The Boston and Albany Railroad offices, just north of the railroad tracks on Main Street in Springfield, around 1870-1885. Image courtesy of the New York Public Library.
The scene in 2017:
Henry H. Richardson was one of the most influential architects in American history, and helped to establish what became known as the Richardsonian Romanesque style of architecture. Along the way, he designed churches, government buildings, libraries, railroad stations, and private homes, but he began his career here in Springfield, where he received his first commission in 1866. Although originally from Louisiana, Richardson had graduated from Harvard, where his friends included James A. Rumrill, Jr.. a Springfield resident who later married the daughter of Chester W. Chapin. Chapin, a railroad and banking executive, was among the richest men in the city, and he was also a prominent member of the Church of the Unity. Through this connection Richardson able to enter a design competition for a new church building, and his plans were ultimately selected, giving him his first commission and helping to establish his career as an architect.
Even before the Church of the Unity was completed, Richardson’s connection to Chapin helped him to obtain several more commissions here in Springfield. Among other business interests, Chapin was the president of the Western Railroad, and in 1867 Richardson was hired – without any competition – to design a building for the railroad’s headquarters here in Springfield, directly adjacent to the city’s railroad station. The result was a granite, Second Empire-style building, with a design that bore more resemblance to the fashionable townhouses of Boston’s Back Bay neighborhood than to an office building. Although hardly an architectural masterpiece, it reflected Richardson’s training at the École des Beaux Arts in France, and it showed his abilities in designing commercial structures.
Shortly after Richardson received his commission in 1867, the Western Railroad merged with the Boston and Worcester, forming the Boston and Albany Railroad, with Chapin as its president. The building was completed two years later as offices for the new railroad, and was ideally situated at the midpoint of the line, 98 miles from Boston and 102 miles from Albany by rail. Chapin went on to serve as president of the railroad for the next decade, with the line serving as an important link between Boston and the rest of the country. In 1900, it was acquired by the New York Central, but retained its separate Boston and Albany branding for many years. This building continued to be used as offices well into the 20th century, but it was finally closed in 1926 and was demolished soon after.
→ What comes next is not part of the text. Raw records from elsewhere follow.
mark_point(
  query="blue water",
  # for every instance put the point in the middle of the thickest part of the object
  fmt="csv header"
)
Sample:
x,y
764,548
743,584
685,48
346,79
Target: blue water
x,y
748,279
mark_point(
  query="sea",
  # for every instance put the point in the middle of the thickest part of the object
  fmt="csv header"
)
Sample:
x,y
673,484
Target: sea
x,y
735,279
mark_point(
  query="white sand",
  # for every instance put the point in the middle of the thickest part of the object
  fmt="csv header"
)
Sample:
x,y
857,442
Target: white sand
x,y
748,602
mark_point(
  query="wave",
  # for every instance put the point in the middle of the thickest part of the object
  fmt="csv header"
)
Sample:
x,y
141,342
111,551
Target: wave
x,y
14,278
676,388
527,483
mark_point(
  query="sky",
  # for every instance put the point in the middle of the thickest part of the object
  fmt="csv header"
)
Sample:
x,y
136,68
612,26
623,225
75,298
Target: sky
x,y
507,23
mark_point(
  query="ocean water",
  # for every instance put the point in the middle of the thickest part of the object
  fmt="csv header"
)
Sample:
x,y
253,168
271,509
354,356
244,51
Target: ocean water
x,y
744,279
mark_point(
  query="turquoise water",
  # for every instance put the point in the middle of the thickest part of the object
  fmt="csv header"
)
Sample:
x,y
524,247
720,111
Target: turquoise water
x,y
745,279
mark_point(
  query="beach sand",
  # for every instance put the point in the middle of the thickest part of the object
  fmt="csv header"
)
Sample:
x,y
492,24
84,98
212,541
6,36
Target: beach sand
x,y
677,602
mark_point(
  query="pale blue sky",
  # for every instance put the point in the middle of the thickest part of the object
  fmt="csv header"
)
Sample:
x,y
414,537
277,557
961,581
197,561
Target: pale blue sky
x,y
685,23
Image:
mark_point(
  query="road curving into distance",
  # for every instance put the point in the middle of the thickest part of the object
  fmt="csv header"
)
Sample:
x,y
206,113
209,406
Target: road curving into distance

Many years later, this site was again used for transportation when, in 1969, the Springfield-based Peter Pan Bus Lines built its terminal here. Established in 1933 by Peter C. Picknelly, Peter Pan became a major intercity bus company in the northeast, and it has remained in the Picknelly family ever since. Peter’s son, Peter L. Picknelly, served as the company chairman from 1964 until his death in 2004, and building, which also served as the terminal for the Pioneer Valley Transit Authority buses, was named in his honor in 2005. However, in 2017, shortly after the first photo was taken, both Peter Pan and the PVTA moved across Main Street to the newly-restored Union Station, and the long-term future of this site seems uncertain at this point.